Não fazia muito que eu havia saído de um relacionamento duradouro. Foi um namoro de quase três anos, onde muito pude aprender e evoluir como pessoa.
Nessa época, iniciavam os dias congelantes de chuvas alternadas com muita serração, típicos do nosso maravilhoso inverno gaúcho. Estava com ingresso comprado para o show de John Mayer, que aconteceria dali a três meses (guarde essa informação, pois ela será de grande valia).
Pouco tempo antes, havia me mudado para uma cidade pequena em função do trabalho, onde eu não possuía muitas amizades, fazendo com que meus finais de semana fossem pouco movimentados sob o ponto de vista social. Quando digo "pouco movimentados", estou sendo bem generoso comigo mesmo.
Nos primeiros meses, me deslocava frequentemente a Porto Alegre, a três horas dali, onde se encontravam minha família e meus amigos mais próximos. Porém, nesse momento, a gasolina havia batido a incrível marca de 4 reais por litro. Para dar um pouco mais de tranquilidade ao meu bolso, resolvi ficar mais pelo interior.
Antes de mais nada, é preciso dizer que sempre tive uma certa dificuldade para curtir a minha própria companhia.

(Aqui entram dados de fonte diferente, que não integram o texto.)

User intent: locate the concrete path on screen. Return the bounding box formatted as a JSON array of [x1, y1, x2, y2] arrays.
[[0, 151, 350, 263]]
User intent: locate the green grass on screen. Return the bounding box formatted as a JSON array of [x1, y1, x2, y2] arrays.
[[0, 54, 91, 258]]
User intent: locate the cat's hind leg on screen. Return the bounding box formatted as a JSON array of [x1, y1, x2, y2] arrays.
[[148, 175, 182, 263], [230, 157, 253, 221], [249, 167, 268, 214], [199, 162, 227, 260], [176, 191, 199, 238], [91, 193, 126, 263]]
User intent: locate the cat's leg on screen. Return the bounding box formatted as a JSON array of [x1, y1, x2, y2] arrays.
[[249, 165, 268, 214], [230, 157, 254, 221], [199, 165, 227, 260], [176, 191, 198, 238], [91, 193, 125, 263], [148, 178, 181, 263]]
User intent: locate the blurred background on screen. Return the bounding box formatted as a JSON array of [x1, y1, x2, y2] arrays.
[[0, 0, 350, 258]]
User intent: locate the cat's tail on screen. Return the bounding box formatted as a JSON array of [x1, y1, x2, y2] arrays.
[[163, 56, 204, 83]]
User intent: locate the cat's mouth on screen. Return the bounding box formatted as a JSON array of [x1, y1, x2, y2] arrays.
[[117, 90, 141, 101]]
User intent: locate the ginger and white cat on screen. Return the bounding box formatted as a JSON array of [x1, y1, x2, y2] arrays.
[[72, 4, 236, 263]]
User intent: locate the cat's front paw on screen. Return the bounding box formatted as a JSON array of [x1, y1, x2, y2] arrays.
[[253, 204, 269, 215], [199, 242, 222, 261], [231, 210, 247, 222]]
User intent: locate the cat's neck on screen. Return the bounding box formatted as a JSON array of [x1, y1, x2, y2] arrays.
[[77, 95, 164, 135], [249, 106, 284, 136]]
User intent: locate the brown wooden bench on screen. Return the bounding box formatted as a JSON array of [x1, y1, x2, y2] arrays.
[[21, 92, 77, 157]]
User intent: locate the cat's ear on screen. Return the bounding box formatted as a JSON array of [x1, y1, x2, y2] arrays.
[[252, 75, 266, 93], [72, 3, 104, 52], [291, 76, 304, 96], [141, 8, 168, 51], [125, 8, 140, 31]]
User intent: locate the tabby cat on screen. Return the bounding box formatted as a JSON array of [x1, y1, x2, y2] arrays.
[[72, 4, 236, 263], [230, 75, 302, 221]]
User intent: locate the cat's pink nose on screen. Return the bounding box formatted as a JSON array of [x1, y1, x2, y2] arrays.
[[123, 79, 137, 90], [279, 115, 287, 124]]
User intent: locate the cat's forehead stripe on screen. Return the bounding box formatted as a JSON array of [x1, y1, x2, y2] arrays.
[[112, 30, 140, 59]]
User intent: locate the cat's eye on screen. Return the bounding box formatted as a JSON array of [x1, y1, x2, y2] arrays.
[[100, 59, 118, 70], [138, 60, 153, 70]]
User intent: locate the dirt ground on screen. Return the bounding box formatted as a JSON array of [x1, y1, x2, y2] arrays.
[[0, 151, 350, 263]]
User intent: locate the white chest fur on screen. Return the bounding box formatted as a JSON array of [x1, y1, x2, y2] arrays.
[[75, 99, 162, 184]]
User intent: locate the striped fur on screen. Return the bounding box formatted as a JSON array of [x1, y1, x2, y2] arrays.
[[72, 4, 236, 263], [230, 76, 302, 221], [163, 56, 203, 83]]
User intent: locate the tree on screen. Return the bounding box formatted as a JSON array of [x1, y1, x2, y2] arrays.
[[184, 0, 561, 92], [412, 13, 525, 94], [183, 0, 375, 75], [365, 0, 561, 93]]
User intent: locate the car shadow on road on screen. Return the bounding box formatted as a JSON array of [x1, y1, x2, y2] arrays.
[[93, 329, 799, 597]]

Nesse sentido, admiro, especificamente, uma grande amiga chamada Noele.
Noele vai ao cinema, sai para jantar e viaja sempre que há tempo disponível. Se houver companhia, melhor. Se não, sem problemas. Ela é tão autossuficiente que foi passar um final de semana em Gramado, sozinha, em pleno dia dos namorados. Se você conhece essa charmosa cidade da serra gaúcha, vai entender o porquê de eu considerar essa atitude tão arrojada.
Gosto de sair para tomar café, tirar fotos, conhecer lugares novos, ir em shows e ao cinema. Entretanto, diferentemente de Noele, não vejo muita graça em fazer essas coisas sozinho. Pior ainda: quando estou solteiro, tendo a categorizar os programas de acordo com o tipo de companhia. Complexo? Calma aí que você já vai entender.
Quando penso em sair para correr no parque, geralmente convido os meus dois melhores amigos. Quando estou afim de ir ao cinema, lembro imediatamente do crush que estou saindo naquele determinado momento. Pizzaria? Família. Match no Tinder, primeiro date? Açaí ou café.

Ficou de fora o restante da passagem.